Lisons-la attentivement. Elle demande deux choses: a) que les chrétiens d'Asie témoignent de l'Evangile; b) qu'ils encouragent le dialogue, la paix et la compréhension mutuelle.
Évidemment, les deux choses sont bonnes en elles-mêmes: non seulement les chrétiens doivent témoigner de l'Évangile, mais aussi favoriser le dialogue, etc.

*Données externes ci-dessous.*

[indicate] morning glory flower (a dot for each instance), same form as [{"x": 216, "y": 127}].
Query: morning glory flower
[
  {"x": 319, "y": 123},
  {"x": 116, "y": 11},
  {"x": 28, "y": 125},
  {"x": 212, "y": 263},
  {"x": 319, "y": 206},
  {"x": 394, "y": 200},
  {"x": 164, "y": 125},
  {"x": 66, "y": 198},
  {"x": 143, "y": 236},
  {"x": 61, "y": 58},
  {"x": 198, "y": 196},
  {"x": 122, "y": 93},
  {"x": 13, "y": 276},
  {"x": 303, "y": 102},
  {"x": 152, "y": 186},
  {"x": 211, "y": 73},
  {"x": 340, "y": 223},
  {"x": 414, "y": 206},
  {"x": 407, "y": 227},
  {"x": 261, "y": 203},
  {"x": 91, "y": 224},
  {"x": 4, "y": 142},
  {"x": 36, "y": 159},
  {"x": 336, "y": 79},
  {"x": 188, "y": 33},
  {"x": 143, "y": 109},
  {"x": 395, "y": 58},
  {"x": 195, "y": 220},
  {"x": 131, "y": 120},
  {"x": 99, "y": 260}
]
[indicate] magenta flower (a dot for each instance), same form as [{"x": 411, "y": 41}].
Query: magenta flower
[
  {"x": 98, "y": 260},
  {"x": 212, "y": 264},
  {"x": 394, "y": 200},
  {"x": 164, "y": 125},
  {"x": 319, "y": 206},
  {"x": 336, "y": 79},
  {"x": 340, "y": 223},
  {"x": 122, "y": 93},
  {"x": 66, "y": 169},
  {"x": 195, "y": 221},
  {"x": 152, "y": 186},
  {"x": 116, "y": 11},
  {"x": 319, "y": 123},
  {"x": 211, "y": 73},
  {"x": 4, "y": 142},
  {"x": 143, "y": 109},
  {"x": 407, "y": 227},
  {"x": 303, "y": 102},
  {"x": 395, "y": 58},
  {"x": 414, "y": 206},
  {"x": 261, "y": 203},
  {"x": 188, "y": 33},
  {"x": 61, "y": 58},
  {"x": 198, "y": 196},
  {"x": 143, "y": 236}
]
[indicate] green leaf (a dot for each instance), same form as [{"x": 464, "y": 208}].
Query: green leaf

Ce n'est pas que les chrétiens d'Asie, parce qu'ils vivent pour la plupart dans des contextes qui ne sont pas chrétiens, doivent désirer l'hostilité, la discorde et les conflits dans leurs pays respectifs. Indépendamment de toute autre considération qui pourrait être faite à cet égard, à moi, ce que le prophète Jérémie a écrit dans sa lettre aux Juifs déportés à Babylone suffit: "Cherchez le bien-être du pays dans lequel je vous ai fait déporter, et priez pour lui le Seigneur, parce que de son bien-être dépend le vôtre" (Jr 29,7).
Le problème est que les deux propositions ne sont pas coordonnées entre elles ("qu'ils témoignent et favorisent"), mais que la première est subordonnée à la seconde en utilisant un gérondif ("en témoignant, qu'ils favorisent"). Ce qui, en italien [et en français!] signifie que la première action est fonctionnelle à la seconde; le témoignage de l'Évangile a pour finalité le dialogue, la paix et la compréhension mutuelle. Et cela ne me semble pas très correct, car le dialogue, la paix et la compréhension mutuelle, même s'ils sont des valeurs importantes en soi, ne peuvent être considérés comme des valeurs absolues et l'Évangile ne peut être réduit à un instrument pour atteindre ces objectifs. L'Évangile, nous rappelle saint Paul,"est puissance de Dieu pour le salut de quiconque est devenu croyant, le Juif d’abord, et le païen. Dans cet Évangile se révèle la justice donnée par Dieu, celle qui vient de la foi et conduit à la foi" (Rm 1,16-17). Le témoignage de l'Évangile a pour finalité la foi, parce que c'est seulement dans la foi que les hommes - tous les hommes, juifs et grecs - peuvent trouver le salut. Il est évident que, si le témoignage de l'Évangile ne sert qu'à promouvoir le dialogue, la paix et la compréhension mutuelle, il se transforme en quelque chose de différent: un simple code éthique qui peut, s'il est mis en œuvre, promouvoir la réalisation de ces valeurs.

Malgré la formulation incorrecte de l'intention, je me suis efforcé d'en donner une interprétation correcte (en coordonnant, comme je l'ai dit, les deux propositions) et j'ai essayé d'excuser ceux qui ont rédigé l'intention, pensant qu'ils avaient exprimé de manière impropre une intention en soi valide. Mais l'autre jour, j'ai vu le clip du Pape qui illustre l'intention de prière, et j'ai dû changer d'avis: l'intention doit être comprise précisément dans la manière dont elle est exprimée. Jetez un coup d'oeil vous aussi (cela ne prend qu'une minute):

Non seulement il est clairement dit que nous devons prier pour que "les chrétiens favorisent le dialogue, la paix et la compréhension mutuelle, en particulier avec ceux qui appartiennent à d'autres religions", confirmant que c'est là le véritable objectif, mais même, toute référence au témoignage de l'Évangile a disparu. D'un certain point de vue, tout compte fait, peut-être est-ce mieux ainsi, parce que cela évite de subordonner le témoignage de l'Évangile au dialogue, etc. Le témoignage de l'Évangile semblerait être devenu une simple option. Reste le fait que chacun est libre - et personne ne pourra l'empêcher - de prier pour que les chrétiens d'Asie puissent témoigner de l'Evangile, pour ce qu'il est réellement, et en même temps favorisent aussi le dialogue, la paix et la compréhension mutuelle. Ce qui est d'ailleurs ce que les chrétiens ont toujours fait depuis deux mille ans.